Mechanical engineers are often called the "general practitioners" of engineering because their education is extremely broad and their services span many of the interdisciplinary technical, social, environmental and economic problems that face the world today. The mechanical engineering domain encompasses the wide realm of motion, all forms of energy conversion and transmission; the flow of fluids and heat; the development, design and operation of machinery and equipment; material structure and properties; and transportation processes. Thus mechanical engineers are involved in almost every aspect of our technology.
In July 2011, the departments of Mechanical Engineering (MECH) and Engineering Mechanics (EM) merged into one administrative unit: Mechanical & Materials Engineering. This merger allows the department to offer comprehensive undergraduate and graduate degrees in several primary areas, combining the expertise and research interests of faculty from both departments.
The mission of the Department of Mechanical & Materials Engineering at the University of Nebraska-Lincoln is to impact society locally and globally through our educational programs, research, and service, developing knowledge and sharing our expertise in the best traditions of land-grant universities.
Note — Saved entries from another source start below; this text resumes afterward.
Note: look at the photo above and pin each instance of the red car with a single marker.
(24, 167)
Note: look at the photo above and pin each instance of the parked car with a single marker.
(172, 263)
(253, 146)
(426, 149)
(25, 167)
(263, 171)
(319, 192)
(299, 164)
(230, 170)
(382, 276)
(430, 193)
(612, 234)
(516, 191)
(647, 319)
We strive for excellence in teaching and learning at both the undergraduate and graduate levels, seek to develop novel educational opportunities, grow our public and private support for research and education, and expand our scholarship, outreach and service.
Within a few years of graduation, our graduates are expected to:
- have started successful careers based on their education or have completed a professional degree or a graduate degree in engineering or related field;
- have begun lifelong learning and development in order to remain current in their knowledge and skills and to advance in their careers; and
- have established a record of professionalism, leadership, respect and integrity in working to serve humanity and to use resources responsibly.
The educational program leading to the B.S. in Mechanical Engineering ensures that students attain the following outcomes:
- an ability to apply knowledge of mathematics, science, and engineering;
- an ability to design and conduct experiments, as well as to analyze and interpret data;
- an ability to design a system, component, or process to meet desired needs within realistic constraints such as economic, environmental, social, political, ethical, health and safety, manufacturability, and sustainability;
- an ability to function on multidisciplinary teams;
- an ability to identify, formulate, and solve engineering problems;
- an understanding of professional and ethical responsibility;
- an ability to communicate effectively;
- the broad education necessary to understand the impact of engineering solutions in a global, economic, environmental, and societal context;
- a recognition of the need for, and an ability to engage in life-long learning;
- a knowledge of contemporary issues;
- an ability to use the techniques, skills, and modern engineering tools necessary for engineering practice.